At last, in one of these anxious periods of listening, she thought she detected the barking of old Hecla, but was not certain. Perhaps it was only the wind playing pranks upon her overwrought nerves, or the hooting of an owl.
She waited expectantly and a few seconds later, hearing the old hound's glad bark as she bounded over the wall between the pasture and the mowing, knew that John had sent her with a message for the mistress of Clover-hill Farm. There was something in the dog's bark that put hope into her heart, and she ran to meet her.
"Hecla, Hecla, old friend, what is it?" cried the mother, as the faithful canine, panting from the hard run, capered breathlessly about her mistress, wagging her tail and quivering with excitement.
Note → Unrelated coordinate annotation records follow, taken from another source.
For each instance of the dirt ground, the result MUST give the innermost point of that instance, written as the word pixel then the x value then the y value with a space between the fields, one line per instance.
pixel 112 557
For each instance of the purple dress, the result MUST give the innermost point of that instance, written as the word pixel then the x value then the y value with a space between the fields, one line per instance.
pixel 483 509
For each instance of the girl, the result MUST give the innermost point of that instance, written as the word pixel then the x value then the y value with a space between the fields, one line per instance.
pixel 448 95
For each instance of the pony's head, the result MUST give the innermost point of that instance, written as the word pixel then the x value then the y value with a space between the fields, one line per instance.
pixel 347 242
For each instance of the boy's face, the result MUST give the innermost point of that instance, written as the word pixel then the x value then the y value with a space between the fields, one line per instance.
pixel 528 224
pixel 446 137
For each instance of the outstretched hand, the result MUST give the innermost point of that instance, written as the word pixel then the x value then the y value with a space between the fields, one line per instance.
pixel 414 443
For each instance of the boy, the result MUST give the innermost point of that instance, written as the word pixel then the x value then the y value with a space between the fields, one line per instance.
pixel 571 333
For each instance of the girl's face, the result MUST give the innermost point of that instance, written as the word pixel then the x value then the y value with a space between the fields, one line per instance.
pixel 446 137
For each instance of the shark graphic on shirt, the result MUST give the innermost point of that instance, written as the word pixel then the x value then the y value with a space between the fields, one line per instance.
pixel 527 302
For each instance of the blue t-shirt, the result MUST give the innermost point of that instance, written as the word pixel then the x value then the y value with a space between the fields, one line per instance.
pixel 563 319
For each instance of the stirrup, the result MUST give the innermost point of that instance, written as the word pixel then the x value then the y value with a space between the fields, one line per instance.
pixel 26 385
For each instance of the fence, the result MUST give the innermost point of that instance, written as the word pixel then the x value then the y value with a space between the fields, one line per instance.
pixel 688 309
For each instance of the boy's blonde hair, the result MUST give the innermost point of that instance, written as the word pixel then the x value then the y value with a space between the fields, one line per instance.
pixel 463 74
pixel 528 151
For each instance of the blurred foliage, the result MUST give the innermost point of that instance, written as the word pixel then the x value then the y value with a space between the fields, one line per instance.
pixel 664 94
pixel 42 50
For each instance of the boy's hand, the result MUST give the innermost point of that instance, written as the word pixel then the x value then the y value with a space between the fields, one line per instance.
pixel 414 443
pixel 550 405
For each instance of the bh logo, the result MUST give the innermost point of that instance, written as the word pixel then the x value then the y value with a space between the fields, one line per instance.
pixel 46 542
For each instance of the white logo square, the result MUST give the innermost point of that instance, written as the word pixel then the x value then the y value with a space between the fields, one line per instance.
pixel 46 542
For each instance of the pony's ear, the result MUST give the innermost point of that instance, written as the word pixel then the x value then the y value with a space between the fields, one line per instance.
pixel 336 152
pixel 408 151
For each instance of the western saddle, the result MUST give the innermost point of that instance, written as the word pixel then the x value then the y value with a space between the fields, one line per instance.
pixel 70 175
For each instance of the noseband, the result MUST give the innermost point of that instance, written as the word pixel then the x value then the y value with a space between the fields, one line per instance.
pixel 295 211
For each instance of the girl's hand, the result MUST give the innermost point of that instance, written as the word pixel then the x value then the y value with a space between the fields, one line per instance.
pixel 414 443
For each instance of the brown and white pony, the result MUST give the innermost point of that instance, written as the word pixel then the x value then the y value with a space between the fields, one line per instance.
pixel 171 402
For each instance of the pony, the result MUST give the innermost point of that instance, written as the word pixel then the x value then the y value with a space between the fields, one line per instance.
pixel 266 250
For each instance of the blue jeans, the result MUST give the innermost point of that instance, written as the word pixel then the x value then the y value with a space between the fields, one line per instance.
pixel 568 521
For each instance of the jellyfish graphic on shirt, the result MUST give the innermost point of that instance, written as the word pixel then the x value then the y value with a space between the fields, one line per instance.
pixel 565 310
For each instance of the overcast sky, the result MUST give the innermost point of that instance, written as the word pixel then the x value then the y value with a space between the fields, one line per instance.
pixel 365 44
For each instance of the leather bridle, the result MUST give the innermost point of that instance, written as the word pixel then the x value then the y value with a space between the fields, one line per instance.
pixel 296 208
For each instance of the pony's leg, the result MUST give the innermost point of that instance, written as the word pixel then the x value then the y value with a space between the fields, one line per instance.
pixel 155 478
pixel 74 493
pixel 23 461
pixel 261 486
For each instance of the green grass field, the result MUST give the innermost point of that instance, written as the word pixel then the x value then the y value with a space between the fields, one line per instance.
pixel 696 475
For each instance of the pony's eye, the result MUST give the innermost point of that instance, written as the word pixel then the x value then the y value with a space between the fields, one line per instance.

"Can't you tell me, Hecla? Is my baby safe?"
For answer the dog gave several glad barks, and barking and capering, plainly invited her mistress to follow her and see that she brought good news.
The mother, whose arms seemed so empty, was only too glad to do this. It had only been because of her husband's stern command and for fear that her presence might defeat the enterprise, that she had stayed at home at all.
With the trained sight of a woodsman, John saw them coming long before his wife saw him, and he hallooed to them at the top of his voice.
"It's all right, mother," he cried, "I've got little John."
A few seconds later he placed the baby in its mother's arms and sank down in the snow exhausted from his long, hard run.
When he had recovered his breath and had gasped out a few words of explanation, all hurried back to the farmhouse, the old dog leading the way.